FilterHTML
v0.6 - White-list tags, attributes, classes, styles. With tag-specific text filtering and tag contents removal.
Demo (JS)
A dictionary-defined white-listing HTML filter. Useful for filtering HTML to leave behind a supported or safe sub-set.
Python installation:
pip install FilterHTML
Node.js installation:
npm install filterhtml
Browser: use ./lib/FilterHTML.js
in a <script> tag
Run Python Tests: nosetests --with-coverage
Run JavaScript Tests: nodeunit tests/run_tests.js
Filtering Example, in Python:
import FilterHTML
whitelist = {
'a': {
'href': 'url',
'target': [
'_blank',
'_self'
],
'class': [
'button'
]
},
'img': {
'src': 'url',
'width': 'measurement',
'height': 'measurement'
},
'span': {
'style': {
'color': 'color',
'background-color': 'color'
}
}
}
def replace_text(text, tags):
return text.replace('sad', '<strong>happy</strong>')

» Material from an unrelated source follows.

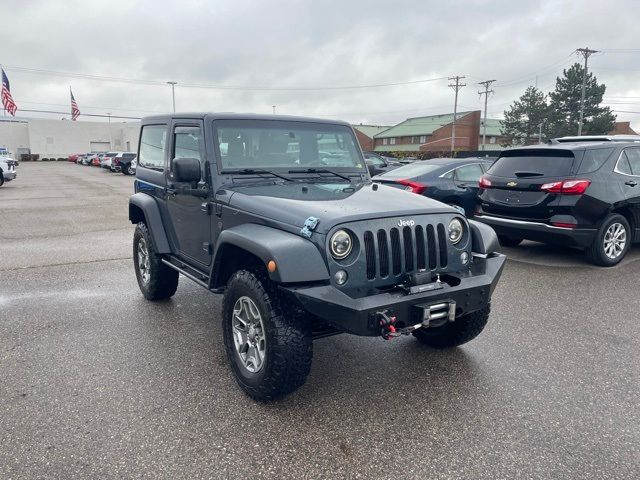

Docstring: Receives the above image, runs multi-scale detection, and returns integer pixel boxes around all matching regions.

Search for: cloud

filtered_html = FilterHTML.filter_html(unfiltered_html, whitelist, ('http', 'https', 'mailto', 'ftp'), replace_text)
filtered_html = FilterHTML.filter_html(unfiltered_html, whitelist)
What this does:
- Lets you easily define a subset of HTML and it filters out everything else
- Ensures there's no unicode encoding in attributes (e.g. : or \3A for CSS)
- Lets you use regular expressions, lists, function delegates or built-ins as rules/filters
- Lets you filter or match attributes on tags
- Lets you filter or match individual CSS styles in style attributes
- Lets you define allowed classes as a list
- Lets you specify a function delegate to define the specification for a tag, depending on which tags it is inside
- Lets you specify a function delegate for modifying or filtering text nodes, i.e. text between tags (e.g. url auto-linking, emoticon parsing, #tagging, @mentioning, etc.), the output is also HTML filtered
- Lets you convert one tag into another (with specified attributes)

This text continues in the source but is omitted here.